Elms at Middlebury- A HistoryLike many other towns, cities, and campuses, Middlebury has a long and storied history with the Amercian Elm. The following are pictures from the College Digital Archives (thanks! see them for copyright information) and the tree files from Middlebury’s office of Facilities Services. Click on the pictures for a larger view.
Looking through the colleges digital archives , early pictures of the campus show a nearly treeless landscape. The College was sited outside of town, on a rocky knoll, in what was probably poor sheep pasture.
The Town of Middlebury at this time, like many other New England towns and cities, featured elm lined streets.
In the 1920’s Middlebury College started a concerted effort to plant many more trees on campus, and American Elm figured prominently, as was typical for town and municipal plantings of the era.
Two pictures of the Chi Psi house (now Munford) show how quickly elms can mature and make an impact in the landscape.
For about 40 years, the elms grew well, and about 200 graced the campus. Elms lined the walkway to Mead Chapel, forming the classic cathedral shaped arch over the sidewalk. Elms were planted along College Street, lower campus, and in the small quad around Mead, Proctor, Hillcrest and Gifford. Elms were also planted around many of the fraternities, such as DKE and Chi Psi.

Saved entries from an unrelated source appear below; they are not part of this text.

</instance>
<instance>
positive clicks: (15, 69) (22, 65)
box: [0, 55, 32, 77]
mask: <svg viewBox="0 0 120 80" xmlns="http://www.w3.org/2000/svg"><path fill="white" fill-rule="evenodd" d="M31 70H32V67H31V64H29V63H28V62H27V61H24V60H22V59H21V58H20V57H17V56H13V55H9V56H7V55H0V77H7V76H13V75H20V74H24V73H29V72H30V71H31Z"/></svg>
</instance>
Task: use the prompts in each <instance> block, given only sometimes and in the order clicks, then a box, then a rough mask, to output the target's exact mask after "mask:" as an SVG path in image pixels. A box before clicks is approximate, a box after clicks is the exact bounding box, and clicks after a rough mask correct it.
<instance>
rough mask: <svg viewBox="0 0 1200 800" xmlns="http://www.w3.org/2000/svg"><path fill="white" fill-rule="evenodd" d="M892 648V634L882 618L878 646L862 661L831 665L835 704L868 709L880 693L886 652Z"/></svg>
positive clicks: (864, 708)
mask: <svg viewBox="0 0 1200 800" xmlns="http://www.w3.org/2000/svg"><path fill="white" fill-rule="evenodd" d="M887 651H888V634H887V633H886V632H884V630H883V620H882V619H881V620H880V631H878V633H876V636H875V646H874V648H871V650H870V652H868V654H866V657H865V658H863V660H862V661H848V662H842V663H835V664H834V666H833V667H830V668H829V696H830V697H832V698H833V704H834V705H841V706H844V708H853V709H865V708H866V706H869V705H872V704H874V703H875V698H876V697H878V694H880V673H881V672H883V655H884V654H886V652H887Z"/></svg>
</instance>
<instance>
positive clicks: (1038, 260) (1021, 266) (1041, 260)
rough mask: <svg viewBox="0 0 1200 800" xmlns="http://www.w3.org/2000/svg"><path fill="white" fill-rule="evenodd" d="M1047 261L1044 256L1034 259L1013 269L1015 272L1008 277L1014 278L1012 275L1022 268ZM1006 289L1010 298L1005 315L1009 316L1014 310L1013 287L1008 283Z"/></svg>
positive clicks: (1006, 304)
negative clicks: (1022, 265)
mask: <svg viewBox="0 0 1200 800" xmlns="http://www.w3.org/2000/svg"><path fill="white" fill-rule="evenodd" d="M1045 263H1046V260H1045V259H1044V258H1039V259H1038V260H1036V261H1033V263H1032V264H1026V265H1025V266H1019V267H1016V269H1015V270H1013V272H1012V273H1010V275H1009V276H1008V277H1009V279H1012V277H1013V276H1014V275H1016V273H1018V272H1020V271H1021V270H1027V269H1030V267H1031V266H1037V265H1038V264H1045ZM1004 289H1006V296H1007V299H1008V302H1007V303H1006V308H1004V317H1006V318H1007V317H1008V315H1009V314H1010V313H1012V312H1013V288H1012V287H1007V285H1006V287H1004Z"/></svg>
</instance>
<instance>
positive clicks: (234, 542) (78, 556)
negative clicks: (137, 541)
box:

At maturity, elms lined many streets and buildings, creating an attractive shade canopy for campus and town roads, such as College Street.
Dutch Elm disease had come into the state in 1945 down near Bennington, but hadn’t made into the Middlebury area until 1960.
Rachel Carson’s classic book ‘Silent Spring’ effectively ended the barely effective sprays, with spraying in the Middlebury area discontinued in the early 1980’s. Other pesticides were trialed, including Malathion and Bidrin.
Sanitation was also emphasized. The State of Vermont would inspect elms, and when a dying tree was found, it would be tagged, and a notice sent to the landowner requiring removal of the tree.
Middlebury removed many elms early in the battle, and again in the 1070’s and 80’s, with over 117 lost in a three year period from ‘84-’86. From 1981-1991, 174 elms were lost. Many of the remaining trees had major limbs removed to stop the spread of the disease.